The yen has been under pressure for most of the past two years because of the gap between sub-zero Japanese interest rates and a global rise in rates, as other major central banks aggressively hiked interest rates to tame inflation.

A move by the BOJ away from negative interest rates would coincide with growing bets on rate cuts elsewhere - particularly from the Federal Reserve - which would give some much needed support to the battered Japanese currency.

In the broader market, traders warmed to the idea that U.S. rates are likely to fall this year, even if inflation is still persisting longer than expected, which dented the dollar.

Fed Chair Jerome Powell said on Wednesday rate cuts will "likely be appropriate" later this year "if the economy evolves broadly as expected" and once officials gain more confidence in inflation's steady deceleration.

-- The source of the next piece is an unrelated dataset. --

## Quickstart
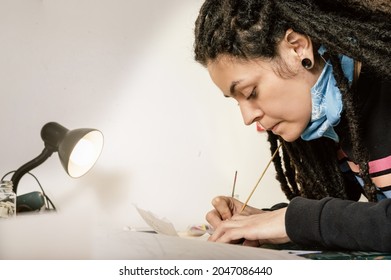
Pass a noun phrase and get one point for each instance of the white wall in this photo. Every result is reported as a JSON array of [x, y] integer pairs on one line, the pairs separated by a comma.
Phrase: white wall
[[172, 142]]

Those remarks, coupled with data released the same day that pointed to an easing of labour market conditions, sent U.S. Treasury yields skidding, which in turn pushed the dollar broadly lower.

Carol Kong, a currency strategist at Commonwealth Bank of Australia, said Powell's comments were less hawkish than some had expected.

"Markets were likely relieved that Powell didn't change his risk assessment on inflation even after the January CPI figures," she said.

All of that left the greenback pinned near a one-month low against a basket of currencies. The dollar index edged 0.07% lower to 103.26.

The euro and sterling held near one-month highs struck in the previous session and last bought $1.0897 and $1.2743, respectively.

The ECB releases its decision on interest rates later on Thursday. The central bank is not expected to make any changes to monetary policy this month.

The yuan was little changed and last stood at 7.208 per dollar in the offshore market, brushing off China's stronger-than-expected export and import growth in the January-February period.

Over in the cryptoverse, bitcoin retreated from a record high struck earlier in the week, but still rose 0.35% on the day to $66,682, while ether fell 1.6%% to $3,787, having peaked at an over two-year high on Wednesday.